如果不是沫沫認了錢一飛這個乾哥哥,那現在沫沫就成了所有人的犧牲品,一個花樣年華女孩的未來就這麼被這些人的自私和虛僞給毀掉了,這也是最令人深惡痛絕的地方。
“王廳長,我想這……這裏面可能是有誤會的。”孫校長額頭上的汗水不斷的往下淌,“我會繼續調查……”
“誤會?真是可笑,你既然覺得這是一個誤會,爲什麼不先調查而是先做出開除的決定呢?難道你不知道這關係到一個孩子的前程和未來嗎?你這樣做會毀了這個孩子的!”王廳長憤怒的說道。
“這……因爲有當事人的說法,孟瑤身上確實有傷痕,而且她說是沫沫打的,兩人之間的矛盾在班級裏面也是衆所周知的,所以我才……”在這個時候,孫校長只好將孟瑤的說辭給搬了出來,不然他都不知道該如何給自己開脫了。
“切!這種鬼話你也信啊?要麼說你是白癡,咱倆有矛盾,一會兒你出門就被人砍死,那你是不是要說是我乾的啊?栽贓陷害不就是那麼回事麼?別以爲所有人智商都不夠用。”錢一飛不屑的說道。

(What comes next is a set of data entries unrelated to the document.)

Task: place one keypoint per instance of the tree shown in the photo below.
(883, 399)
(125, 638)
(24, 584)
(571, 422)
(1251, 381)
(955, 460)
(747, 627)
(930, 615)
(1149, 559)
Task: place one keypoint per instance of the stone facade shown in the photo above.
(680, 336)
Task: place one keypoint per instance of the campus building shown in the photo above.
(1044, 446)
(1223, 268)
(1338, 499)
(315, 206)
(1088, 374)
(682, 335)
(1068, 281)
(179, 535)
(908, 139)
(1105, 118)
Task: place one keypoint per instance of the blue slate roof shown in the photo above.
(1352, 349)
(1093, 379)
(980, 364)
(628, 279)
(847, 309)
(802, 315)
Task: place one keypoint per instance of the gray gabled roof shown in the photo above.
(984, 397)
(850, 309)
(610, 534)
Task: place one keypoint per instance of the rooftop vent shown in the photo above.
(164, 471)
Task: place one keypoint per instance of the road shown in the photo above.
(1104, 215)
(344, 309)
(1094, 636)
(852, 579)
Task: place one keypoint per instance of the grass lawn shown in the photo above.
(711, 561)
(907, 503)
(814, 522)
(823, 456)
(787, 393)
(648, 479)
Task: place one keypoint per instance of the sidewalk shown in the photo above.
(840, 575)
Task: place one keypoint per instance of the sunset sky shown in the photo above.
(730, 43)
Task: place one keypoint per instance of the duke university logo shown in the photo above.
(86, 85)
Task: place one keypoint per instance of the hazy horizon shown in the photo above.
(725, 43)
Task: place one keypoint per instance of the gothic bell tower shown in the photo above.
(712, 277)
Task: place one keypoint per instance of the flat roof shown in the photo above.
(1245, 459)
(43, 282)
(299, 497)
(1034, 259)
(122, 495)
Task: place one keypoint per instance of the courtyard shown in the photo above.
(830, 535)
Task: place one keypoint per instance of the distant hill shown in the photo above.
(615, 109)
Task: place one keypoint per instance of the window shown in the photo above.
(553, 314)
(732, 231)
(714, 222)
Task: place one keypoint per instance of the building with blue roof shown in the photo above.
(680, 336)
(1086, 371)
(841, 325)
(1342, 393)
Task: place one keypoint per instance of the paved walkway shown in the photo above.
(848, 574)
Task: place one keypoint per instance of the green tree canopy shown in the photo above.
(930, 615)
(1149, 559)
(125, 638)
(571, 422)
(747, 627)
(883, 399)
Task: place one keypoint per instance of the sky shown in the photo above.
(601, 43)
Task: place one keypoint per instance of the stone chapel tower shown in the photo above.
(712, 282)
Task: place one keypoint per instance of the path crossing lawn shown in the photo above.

“呃……”孫校長頓時啞口無言,想不到其他的話來反駁,事情本來就是這麼回事,孫校長何嘗不是心知肚明,只是有些話沒辦法明說罷了,“王廳長,您給我點時間,這件事我一定會調查清楚,還給沫沫同學一個清白。”
“哼!你已經沒有這個資格了。”錢一飛冷冷的說道。
“是人都會犯錯,希望王廳長和一飛同志能給我個機會,我一定會好好表現的。”孫校長卑躬屈漆的說道,語氣中頗有一種哀求的意味。
“機會不是隨時都有的,剛剛我可是已經給了你一次機會,可你不珍惜,那我也沒辦法了。”錢一飛淡淡的說道:“你的這種錯誤只能犯這一次,以後再也沒機會了。”
錢一飛神色清冷的看向孫校長,眼神中帶着一股不容置疑的決絕,繼而對王喜軍說道:“王廳長,我覺得像孫校長這樣的人品已經不適合做一個校長了,您覺得呢?”
王喜軍恨鐵不成鋼的看向孫校長,憤憤的說道:“孫校長,你作爲第一高中的校長竟然擅用職權,沒有調查清楚情況便隨意開除一個品學兼優的好學生,這種行爲實在荒唐可惡,學校裏面絕對不能留下這樣的渣滓,這是對學生們的不負責。”
王喜軍臉上的怒火像是要燃燒出來一般,每一句話都深深的擊打在孫校長的心裏,讓他渾身顫抖不已。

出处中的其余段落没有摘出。